Piobbico includeva di certo lo Stinco, Col di Pastine, Rinci, Brilli e
come è stato già detto la chiesa di Santa Maria posta in
cima al paese.Secondo gli statuti comunali del 1508, risalenti ad altri
più antichi, sulla divisione in cinque contrade si basava anche
l'ordinamento del comune. Il Palio, nato come espressione del naturale
antagonismo tra le contrade, era una competizione che si svolgeva tutti
gli anni nella ricorrenza della festa dell'Assunta. In questa occasione
si teneva anche una fiera che durava sette giorni e nei periodi di maggiore
prosperità si svolgeva in un campo recintato nel piano delle Grazie.
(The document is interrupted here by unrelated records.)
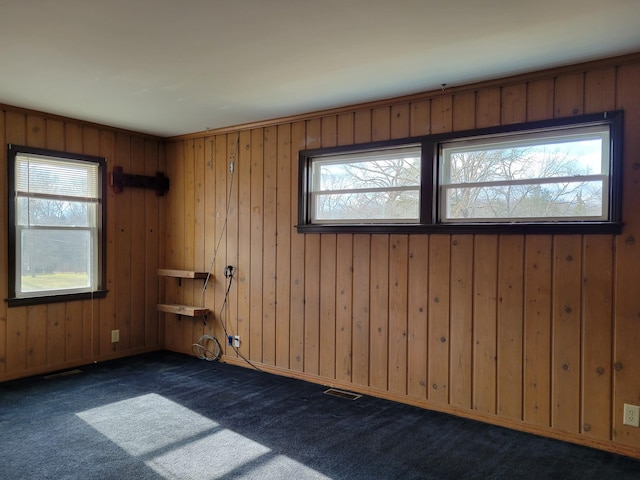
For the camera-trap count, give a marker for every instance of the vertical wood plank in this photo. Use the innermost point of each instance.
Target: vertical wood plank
(137, 240)
(537, 321)
(514, 104)
(461, 323)
(510, 330)
(569, 96)
(420, 118)
(540, 99)
(104, 319)
(312, 277)
(566, 333)
(379, 312)
(74, 331)
(417, 310)
(597, 340)
(398, 327)
(37, 336)
(283, 246)
(222, 209)
(123, 248)
(441, 114)
(152, 249)
(16, 326)
(257, 232)
(344, 276)
(439, 295)
(362, 128)
(400, 120)
(269, 267)
(56, 326)
(328, 255)
(627, 258)
(90, 312)
(361, 310)
(296, 305)
(55, 136)
(243, 175)
(380, 123)
(485, 287)
(231, 236)
(488, 107)
(600, 90)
L'afflusso di gente e lo spirito agonistico erano tali che negli statuti
del 1508 si parla addirittura di guerra tra le contrade. Il 25 luglio
dell'anno 1535, nell'imminenza della festa dell'Assunta, si riunì
il consiglio generale del comune e al primo posto, tra le proposte da
discutere, c'era:"Se piace celebrare la festa dell'Assunta...."(Bastardello
8,318). La proposta venne accolta con la seguente deliberazione:"Si
celebri la festa con gli onori e le cerimonie solite" (Ivi,319).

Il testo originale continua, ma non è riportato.